Product Images Carbidopa And Levodopa

View Photos of Packaging, Labels & Appearance

Product Label Images

The following 4 images provide visual information about the product associated with Carbidopa And Levodopa NDC 62332-333 by Alembic Pharmaceuticals Inc., such as packaging, labeling, and the appearance of the drug itself. This resource could be helpful for medical professionals, pharmacists, and patients seeking to verify medication information and ensure they have the correct product.

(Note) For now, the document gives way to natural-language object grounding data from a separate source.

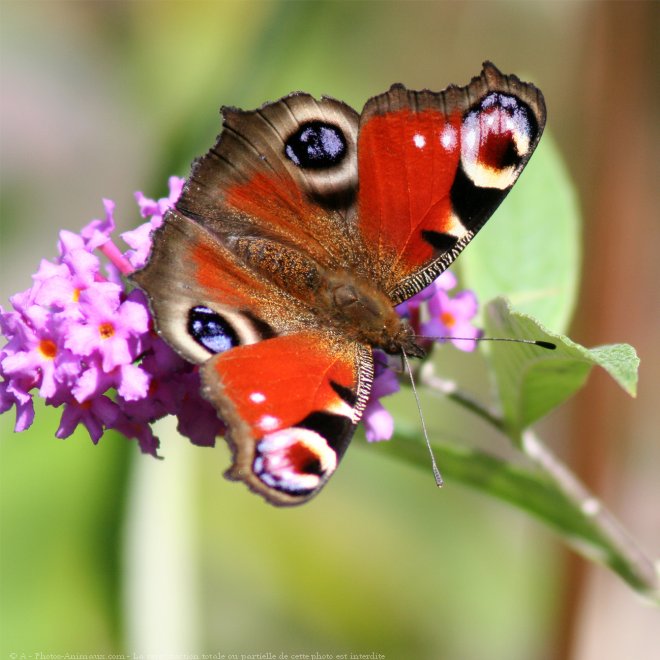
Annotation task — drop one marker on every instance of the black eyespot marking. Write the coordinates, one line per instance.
(316, 145)
(439, 240)
(471, 203)
(334, 428)
(210, 330)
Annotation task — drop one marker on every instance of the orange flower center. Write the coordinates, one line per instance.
(448, 319)
(48, 348)
(106, 330)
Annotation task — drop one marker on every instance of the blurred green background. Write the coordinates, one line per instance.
(106, 551)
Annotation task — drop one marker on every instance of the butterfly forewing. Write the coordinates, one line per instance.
(433, 167)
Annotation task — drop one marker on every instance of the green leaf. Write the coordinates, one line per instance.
(531, 381)
(531, 491)
(529, 252)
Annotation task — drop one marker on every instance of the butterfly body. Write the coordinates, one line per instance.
(279, 269)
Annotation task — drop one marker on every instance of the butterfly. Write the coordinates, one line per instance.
(296, 235)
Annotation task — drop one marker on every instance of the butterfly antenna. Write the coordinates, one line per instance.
(535, 342)
(436, 473)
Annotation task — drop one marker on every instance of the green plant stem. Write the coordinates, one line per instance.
(566, 482)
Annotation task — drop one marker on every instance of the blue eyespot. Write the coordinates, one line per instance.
(210, 330)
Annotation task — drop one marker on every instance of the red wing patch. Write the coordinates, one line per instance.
(292, 404)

30 Tablets - carbidopalevo 25100mg

30 Tablets - carbidopalevo 25100mg

This text appears to provide instructions and dosage information for a medication containing both carbldopa and levodopa, with guidelines for dosage frequency, storage, and administration. The medication is supplied by Alembic Pharmaceuticals, and the text includes relevant identifying information such as the product NDC code.*

30 Tablets - carbidopalevo 50200mg

30 Tablets - carbidopalevo 50200mg

Each tablet of Carbidopa and Levodopa Extended-Release Tablets, USP contains 50mg Carbidopa (anhydrous equivalent, USP) and 200mg Levodopa (USP). The usual adult dosage should be taken as per the package insert. Tablets should be swallowed without chewing or crushing and should be stored at controlled room temperature. The medicine should be stored in a tightly closed container in a cool and dry place, protected from light and moisture. The medicine is manufactured by Alembic Pharmaceuticals Limited and is sold by Alembic Pharmaceuticals, Inc. The medicine is meant for prescription-use only and comes in a tightly dosed container of 30 tablets.*

Structure-Carbidopa - carbidopalevo carbi

Structure-Carbidopa - carbidopalevo carbi

Structure-Levodopa - carbidopalevo levo

Structure-Levodopa - carbidopalevo levo

The text seems to be a chemical formula or diagram. The formula consists of two molecules, OH and CHCHCOOH, separated by a vertical bar or a line. It also includes a chemical symbol NHz. As a standalone text, it holds no clear meaning or use.*

* The product label images have been analyzed using a combination of traditional computing and machine learning techniques. It should be noted that the descriptions provided may not be entirely accurate as they are experimental in nature. Use the information in this page at your own discretion and risk.